Глава вторая КОТОМОШНИКИ

We use cookies. Read the Privacy and Cookie Policy

Когда Ваньке исполнилось семнадцать лет, ему понадобились новые сапоги, потому что отцовские больше не налезали на ноги. Весь месяц в доме шли разговоры о покупке сапог, но разговоры ни к чему не привели. Дома его заставляли квасить капусту, ходить за коровой, полоть на огороде. В школе он не учился, потому что отец отказался отдавать его в советскую школу, и в семнадцать лет Ванька был неграмотен.

Жизнь складывалась неудачно.

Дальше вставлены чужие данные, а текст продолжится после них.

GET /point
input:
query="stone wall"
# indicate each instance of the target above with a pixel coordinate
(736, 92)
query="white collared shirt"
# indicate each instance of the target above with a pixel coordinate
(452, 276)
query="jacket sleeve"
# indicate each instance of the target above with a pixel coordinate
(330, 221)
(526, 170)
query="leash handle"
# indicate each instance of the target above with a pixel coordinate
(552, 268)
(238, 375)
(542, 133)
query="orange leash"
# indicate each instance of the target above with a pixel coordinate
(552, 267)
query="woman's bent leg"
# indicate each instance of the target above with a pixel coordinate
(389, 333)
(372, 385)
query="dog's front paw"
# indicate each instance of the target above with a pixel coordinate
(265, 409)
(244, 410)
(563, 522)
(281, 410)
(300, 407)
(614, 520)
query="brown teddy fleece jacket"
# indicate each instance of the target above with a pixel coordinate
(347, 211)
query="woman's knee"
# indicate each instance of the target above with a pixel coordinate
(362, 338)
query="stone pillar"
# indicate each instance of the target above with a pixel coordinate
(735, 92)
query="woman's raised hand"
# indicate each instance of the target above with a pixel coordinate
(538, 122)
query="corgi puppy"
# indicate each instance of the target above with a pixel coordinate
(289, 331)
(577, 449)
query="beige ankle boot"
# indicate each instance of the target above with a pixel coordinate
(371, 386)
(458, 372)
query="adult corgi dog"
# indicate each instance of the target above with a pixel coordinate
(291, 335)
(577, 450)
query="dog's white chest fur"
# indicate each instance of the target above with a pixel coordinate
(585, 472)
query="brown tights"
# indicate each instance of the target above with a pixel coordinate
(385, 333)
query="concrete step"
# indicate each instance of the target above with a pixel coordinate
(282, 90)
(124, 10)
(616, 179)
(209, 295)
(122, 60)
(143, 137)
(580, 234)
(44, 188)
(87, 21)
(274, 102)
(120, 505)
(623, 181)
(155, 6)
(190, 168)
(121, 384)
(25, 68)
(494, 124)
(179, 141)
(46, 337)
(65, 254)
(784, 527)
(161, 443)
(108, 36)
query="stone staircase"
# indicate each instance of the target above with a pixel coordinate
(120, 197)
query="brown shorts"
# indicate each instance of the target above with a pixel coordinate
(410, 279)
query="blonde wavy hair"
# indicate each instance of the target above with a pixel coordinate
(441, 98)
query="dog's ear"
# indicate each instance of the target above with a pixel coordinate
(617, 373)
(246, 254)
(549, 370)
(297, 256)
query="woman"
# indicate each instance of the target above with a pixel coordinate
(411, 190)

Дом, хозяйство, шатанья по базару — вот и весь его житейский круг.

В семье во всем винили революцию. Она отняла ренту, призовые двадцать тысяч, выбила отца из колеи, сломила здоровье матери.

Покамест оставались кое-какие сбережения, жить можно было не так уж плохо, но с каждым годом золотых становилось все меньше и меньше, и чугунная шкатулка, которую прятал Коровин на чердаке, все чаще появлялась в комнате: он пересчитывал оставшийся капитал. Потом стали продавать вещи. Жить стало трудней.

Каждый день Ванька ходил на Биржу труда, но за весь год его только четыре раза посылали на временную работу — однажды он рыл канаву для каких-то труб, в другой раз грузил картошку и еще два раза разбирал железный лом. Была безработица.

Тем временем стало известно, что на месте коровинских покосов начались работы по добыче колчедана. На руднике требовалась рабочая сила, и многие ушли туда из города. Ванька тоже был бы не прочь пойти на рудник, но отец об этом и слышать не хотел. И, несмотря на это, в доме Ваньку попрекали, что он даром хлеб ест.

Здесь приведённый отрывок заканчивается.